LOS ANGELES (Reuters) - The team behind critical hit television drama “The Wire” brings the Iraq War into U.S. living rooms this Sunday in HBO’s “Generation Kill,” taking on what has proven to be a dangerous minefield for Hollywood.
“Generation Kill” draws on the stories of real Marines from a reconnaissance battalion, without changing their names. One former Marine plays himself in the series, about a motley collection of soldiers entering Iraq at the war’s outset.
It is based on a book by former embedded journalist Evan Wright, who chronicled the 2003 U.S.-led invasion through the eyes of Marines in the First Reconnaissance Battalion.
In a sign of how raw and reality-based the show’s material is, more than a dozen Marines from the battalion still serve in the military — and some are now fighting in Iraq.
HBO’s “The Wire” earned strong reviews, wide praise and a Peabody Award for its gritty look at an urban police force trying to tackle crime and corruption in Baltimore, but its viewership, though very loyal, has remained relatively small.
Likewise, the major hurdle for the hard-edged “Generation Kill” is reaching audiences who, for the most part, have shunned war-related TV dramas and movies about Iraq.
But David Simon, who created the “The Wire” and “Generation Kill,” told Reuters the opinions that matter most to him are those of the Marines.
“I don’t make much attempt to worry about who’s going to watch the show,” Simon said. “You find a good story, you tell it as well as you can and whoever comes, comes.”
Marines have been shown the series in early screenings, and the response has been positive, Simon said.
“I felt very relieved,” he said, adding the joke. “They have guns, they know how to use heavy weapons.”
But so far, U.S. audiences have mostly shunned dramatized versions of the war because, experts have said, they have been bombarded for years by mostly bad news coming out of Iraq.
Movies such as “In the Valley of Elah” and “Stop-Loss” tanked at box offices.
In 2005, Steven Bochco, who created such hit shows as “NYPD Blue” and “Hillstreet Blues,” ushered war drama “Over There” onto cable TV, doing what had never been attempted on U.S. airwaves by portraying an ongoing conflict in a drama series.
But viewership for “Over There” plummeted after its initial airing. It launched with 4.1 million viewers, but by the end of a 13-episode run was averaging half that. It was not renewed.
Journalist Wright, 43, who wrote for Rolling Stone magazine, said U.S. audiences don’t know what to make of dramatic portrayals of the Iraq War.
“We do hope that by connecting the public to the experiences of the soldiers we can maybe have people feel more engaged with them,” Wright said.
The show stars relatively unknown actors such as Alexander Skarsgard, James Ransone and Jon Huertas, but veteran soldiers like Eric Kocher, 28, a former Marine who is portrayed as a character in the mini-series, served as show advisers.
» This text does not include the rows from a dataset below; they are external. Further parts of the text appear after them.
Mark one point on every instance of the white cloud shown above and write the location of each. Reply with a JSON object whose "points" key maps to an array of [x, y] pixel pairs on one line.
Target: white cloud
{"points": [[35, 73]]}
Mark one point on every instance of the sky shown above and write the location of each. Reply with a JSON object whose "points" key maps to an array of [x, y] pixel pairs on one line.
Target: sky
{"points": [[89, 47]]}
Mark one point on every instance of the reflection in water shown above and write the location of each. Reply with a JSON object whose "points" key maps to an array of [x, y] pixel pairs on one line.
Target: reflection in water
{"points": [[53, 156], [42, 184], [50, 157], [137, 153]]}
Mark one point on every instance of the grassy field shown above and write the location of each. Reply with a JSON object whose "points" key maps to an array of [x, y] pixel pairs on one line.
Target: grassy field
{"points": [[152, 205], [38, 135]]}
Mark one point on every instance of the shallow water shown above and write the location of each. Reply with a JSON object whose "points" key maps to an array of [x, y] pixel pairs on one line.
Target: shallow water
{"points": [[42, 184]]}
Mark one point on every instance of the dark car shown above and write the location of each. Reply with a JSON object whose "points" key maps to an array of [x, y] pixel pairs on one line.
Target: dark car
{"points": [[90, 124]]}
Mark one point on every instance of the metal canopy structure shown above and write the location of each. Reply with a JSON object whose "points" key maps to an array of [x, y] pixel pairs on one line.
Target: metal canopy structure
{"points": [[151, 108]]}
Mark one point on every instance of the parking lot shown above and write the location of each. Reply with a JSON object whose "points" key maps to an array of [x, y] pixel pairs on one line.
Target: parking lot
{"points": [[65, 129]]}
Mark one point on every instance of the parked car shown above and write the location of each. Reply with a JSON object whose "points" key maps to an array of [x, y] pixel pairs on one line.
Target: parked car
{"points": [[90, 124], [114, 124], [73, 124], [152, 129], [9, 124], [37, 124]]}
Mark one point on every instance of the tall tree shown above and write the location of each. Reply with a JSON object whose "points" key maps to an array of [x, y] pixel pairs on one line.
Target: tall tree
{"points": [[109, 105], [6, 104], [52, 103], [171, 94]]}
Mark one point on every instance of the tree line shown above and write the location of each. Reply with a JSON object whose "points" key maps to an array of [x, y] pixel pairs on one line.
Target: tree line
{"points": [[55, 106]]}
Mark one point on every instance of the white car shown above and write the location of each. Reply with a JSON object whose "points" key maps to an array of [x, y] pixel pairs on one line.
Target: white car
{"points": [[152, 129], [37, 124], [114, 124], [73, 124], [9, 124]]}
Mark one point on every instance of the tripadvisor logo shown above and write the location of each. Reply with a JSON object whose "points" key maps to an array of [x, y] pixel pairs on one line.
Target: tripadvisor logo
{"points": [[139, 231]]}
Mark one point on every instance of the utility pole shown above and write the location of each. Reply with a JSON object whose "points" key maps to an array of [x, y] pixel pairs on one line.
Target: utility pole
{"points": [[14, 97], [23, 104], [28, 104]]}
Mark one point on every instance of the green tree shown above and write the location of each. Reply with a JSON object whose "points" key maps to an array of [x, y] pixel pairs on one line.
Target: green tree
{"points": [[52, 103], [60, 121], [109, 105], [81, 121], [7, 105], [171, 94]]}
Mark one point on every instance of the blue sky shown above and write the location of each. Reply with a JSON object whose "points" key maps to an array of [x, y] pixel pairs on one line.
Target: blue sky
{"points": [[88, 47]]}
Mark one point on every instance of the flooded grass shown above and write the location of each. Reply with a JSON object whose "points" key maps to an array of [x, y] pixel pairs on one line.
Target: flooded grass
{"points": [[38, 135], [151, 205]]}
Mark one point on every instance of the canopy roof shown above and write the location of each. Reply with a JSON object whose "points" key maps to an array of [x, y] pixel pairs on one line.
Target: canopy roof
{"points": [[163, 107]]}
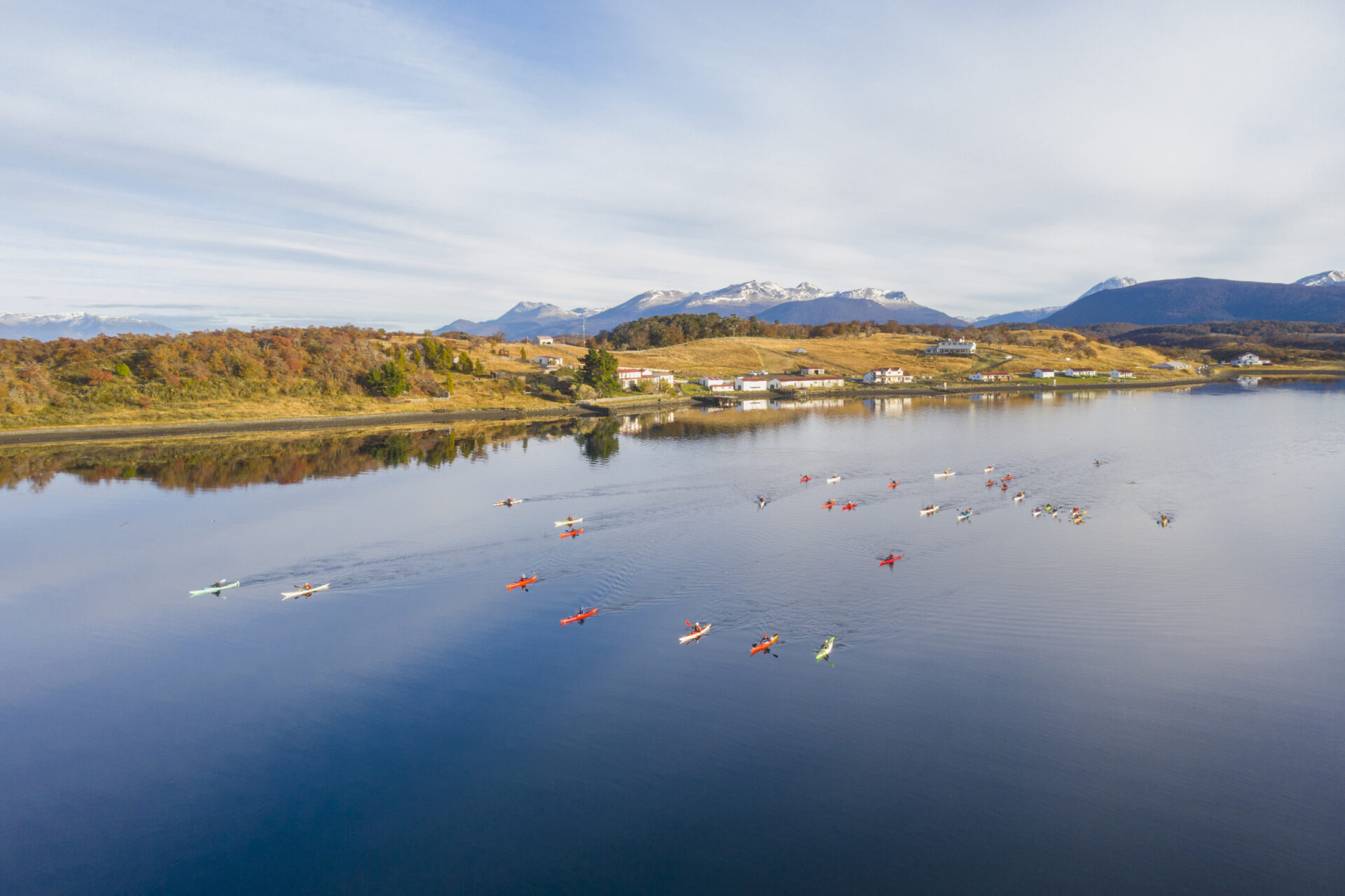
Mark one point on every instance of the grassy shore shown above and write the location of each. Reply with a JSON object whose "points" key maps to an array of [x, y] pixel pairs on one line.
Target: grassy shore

Kocher said “Generation Kill” is faithful to his experience but added that some scenes of him and other soldiers talking like — well, soldiers — may not play well on TV.
“I think it’s going to take a little bit for (audiences) to digest,” Kocher said. “The first thing, nobody’s going to really understand is the type of humor we have. It’s a very complex, raw humor.”
The seven-part HBO mini-series airs on Sundays, starting July 13 and continues through August 24.